- Anita, Arizona Location of Anita in Arizona Anita, Arizona Anita, Arizona (the United States)
- Coordinates: 35°51′40″N 112°14′56″W﻿ / ﻿35.861°N 112.249°W
- Country: United States
- State: Arizona
- County: Coconino
- Elevation: 5,925 ft (1,806 m)
- Time zone: UTC-7 (Mountain (MST))
- • Summer (DST): UTC-7 (MST)
- Area code: 928
- FIPS code: 04-02970
- GNIS feature ID: 661

= Anita, Arizona =

Anita was a mining town situated in Coconino County, Arizona on the Grand Canyon Railway. It was named in 1897 after a railroad surveyor's daughter.

==History==
The town was founded around 1899 and was initially called Anita Junction.

The railroad was originally built to serve the Anita mines, just under three miles away on what became a spur of the line to Grand Canyon. The mines turned out to be worth little, which led to the continuation of the line to the canyon to serve tourists.
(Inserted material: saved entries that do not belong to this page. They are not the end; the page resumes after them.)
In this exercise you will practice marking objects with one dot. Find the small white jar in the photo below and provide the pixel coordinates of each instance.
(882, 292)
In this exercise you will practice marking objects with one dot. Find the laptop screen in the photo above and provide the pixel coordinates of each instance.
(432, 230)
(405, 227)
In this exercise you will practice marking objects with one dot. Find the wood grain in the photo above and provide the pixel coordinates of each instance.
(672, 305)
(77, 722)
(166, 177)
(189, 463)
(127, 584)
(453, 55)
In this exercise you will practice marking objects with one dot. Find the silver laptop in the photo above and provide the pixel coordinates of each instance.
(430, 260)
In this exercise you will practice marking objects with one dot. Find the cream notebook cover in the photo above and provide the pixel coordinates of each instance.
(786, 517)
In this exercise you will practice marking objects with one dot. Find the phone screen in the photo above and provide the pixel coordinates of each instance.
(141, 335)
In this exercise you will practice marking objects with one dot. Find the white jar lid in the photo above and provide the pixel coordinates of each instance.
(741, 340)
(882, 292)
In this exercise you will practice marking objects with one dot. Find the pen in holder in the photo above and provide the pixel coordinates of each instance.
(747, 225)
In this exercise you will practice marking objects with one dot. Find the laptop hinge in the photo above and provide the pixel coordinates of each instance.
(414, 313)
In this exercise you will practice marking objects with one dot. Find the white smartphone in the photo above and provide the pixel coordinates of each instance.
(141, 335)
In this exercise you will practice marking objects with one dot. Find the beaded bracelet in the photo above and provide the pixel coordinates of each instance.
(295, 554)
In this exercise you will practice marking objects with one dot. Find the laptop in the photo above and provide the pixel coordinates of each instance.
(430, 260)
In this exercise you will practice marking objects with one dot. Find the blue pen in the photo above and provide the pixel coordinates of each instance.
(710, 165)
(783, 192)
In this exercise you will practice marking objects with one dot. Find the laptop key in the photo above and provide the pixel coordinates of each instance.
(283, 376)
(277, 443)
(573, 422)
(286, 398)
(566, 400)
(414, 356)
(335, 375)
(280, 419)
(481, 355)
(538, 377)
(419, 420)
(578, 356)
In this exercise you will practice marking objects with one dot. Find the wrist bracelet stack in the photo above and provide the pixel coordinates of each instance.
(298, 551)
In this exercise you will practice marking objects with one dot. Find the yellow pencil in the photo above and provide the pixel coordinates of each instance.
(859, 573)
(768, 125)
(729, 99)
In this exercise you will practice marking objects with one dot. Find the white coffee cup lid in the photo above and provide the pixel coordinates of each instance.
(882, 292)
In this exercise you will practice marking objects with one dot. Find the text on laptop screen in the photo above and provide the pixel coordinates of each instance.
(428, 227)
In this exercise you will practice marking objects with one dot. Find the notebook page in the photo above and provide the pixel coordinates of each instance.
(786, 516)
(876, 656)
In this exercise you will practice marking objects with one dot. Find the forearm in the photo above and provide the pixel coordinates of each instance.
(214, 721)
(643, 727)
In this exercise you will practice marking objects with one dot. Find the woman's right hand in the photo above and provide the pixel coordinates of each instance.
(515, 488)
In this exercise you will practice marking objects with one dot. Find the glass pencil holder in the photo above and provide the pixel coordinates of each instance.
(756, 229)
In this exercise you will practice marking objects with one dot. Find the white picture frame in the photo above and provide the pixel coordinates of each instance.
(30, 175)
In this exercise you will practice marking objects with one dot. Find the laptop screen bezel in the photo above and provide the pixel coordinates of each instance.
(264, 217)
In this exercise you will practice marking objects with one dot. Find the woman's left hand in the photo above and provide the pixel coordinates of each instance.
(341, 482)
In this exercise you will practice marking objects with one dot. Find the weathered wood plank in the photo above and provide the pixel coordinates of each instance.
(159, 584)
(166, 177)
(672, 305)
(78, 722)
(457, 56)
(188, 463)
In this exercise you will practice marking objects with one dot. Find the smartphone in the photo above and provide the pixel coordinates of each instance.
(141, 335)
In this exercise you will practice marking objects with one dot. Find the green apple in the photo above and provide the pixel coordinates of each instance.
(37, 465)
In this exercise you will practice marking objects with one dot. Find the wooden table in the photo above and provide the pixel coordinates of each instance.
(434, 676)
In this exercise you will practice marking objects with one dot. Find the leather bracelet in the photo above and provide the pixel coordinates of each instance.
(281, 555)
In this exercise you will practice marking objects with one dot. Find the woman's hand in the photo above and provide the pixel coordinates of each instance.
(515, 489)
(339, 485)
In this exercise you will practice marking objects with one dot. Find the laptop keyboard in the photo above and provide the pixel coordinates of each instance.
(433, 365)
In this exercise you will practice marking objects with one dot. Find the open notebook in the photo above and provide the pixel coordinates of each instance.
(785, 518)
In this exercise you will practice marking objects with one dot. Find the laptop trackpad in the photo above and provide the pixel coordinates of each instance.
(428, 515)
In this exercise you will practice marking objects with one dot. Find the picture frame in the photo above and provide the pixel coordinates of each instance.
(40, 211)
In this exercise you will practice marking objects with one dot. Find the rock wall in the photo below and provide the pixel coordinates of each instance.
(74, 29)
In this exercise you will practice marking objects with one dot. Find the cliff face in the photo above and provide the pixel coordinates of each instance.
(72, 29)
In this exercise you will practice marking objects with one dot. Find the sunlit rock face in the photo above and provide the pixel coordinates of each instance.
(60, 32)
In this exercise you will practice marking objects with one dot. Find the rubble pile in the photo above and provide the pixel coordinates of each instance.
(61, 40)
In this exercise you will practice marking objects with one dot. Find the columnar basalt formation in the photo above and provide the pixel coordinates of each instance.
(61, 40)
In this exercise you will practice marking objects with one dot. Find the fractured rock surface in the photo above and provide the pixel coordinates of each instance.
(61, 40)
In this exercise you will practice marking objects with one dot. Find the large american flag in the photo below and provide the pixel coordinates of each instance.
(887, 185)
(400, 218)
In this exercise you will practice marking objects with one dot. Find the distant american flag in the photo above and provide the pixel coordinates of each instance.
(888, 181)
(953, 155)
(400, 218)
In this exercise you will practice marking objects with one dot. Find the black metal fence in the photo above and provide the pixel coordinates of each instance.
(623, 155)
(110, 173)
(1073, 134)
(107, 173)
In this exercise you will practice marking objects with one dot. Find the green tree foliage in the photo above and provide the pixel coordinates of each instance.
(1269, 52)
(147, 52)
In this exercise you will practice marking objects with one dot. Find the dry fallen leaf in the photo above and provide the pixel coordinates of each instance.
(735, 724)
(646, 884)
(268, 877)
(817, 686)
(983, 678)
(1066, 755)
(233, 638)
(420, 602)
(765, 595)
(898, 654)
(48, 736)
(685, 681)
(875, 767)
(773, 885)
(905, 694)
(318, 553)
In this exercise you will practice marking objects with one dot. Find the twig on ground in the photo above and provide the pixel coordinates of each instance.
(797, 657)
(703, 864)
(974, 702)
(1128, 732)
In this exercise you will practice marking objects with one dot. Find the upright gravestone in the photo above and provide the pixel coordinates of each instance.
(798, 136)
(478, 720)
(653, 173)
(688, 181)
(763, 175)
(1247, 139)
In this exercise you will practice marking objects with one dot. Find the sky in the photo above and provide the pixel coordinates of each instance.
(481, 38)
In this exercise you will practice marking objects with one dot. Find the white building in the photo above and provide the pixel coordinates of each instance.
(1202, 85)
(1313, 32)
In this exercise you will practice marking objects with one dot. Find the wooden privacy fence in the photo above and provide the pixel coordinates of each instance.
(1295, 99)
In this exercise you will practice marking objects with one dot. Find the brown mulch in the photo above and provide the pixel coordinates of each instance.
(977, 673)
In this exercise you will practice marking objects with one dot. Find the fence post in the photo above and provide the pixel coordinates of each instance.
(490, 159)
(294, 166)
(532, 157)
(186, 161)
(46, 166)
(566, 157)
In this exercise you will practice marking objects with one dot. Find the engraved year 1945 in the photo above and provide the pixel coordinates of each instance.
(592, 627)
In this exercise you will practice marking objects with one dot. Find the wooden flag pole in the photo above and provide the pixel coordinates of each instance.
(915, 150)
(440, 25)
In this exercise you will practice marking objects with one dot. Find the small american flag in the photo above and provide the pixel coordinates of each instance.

At its peak, Anita contained a school, post office, telephone, and the headquarters of the Anita-Moqui forest service district. It also had several railroad sidings.

The Anita section of the railroad was closed in 1942. By 1956, no structures remained at the site.

The school at Anita, along with the neighboring one at the lumber town of Apex, were at one time the only racially integrated schools in Arizona.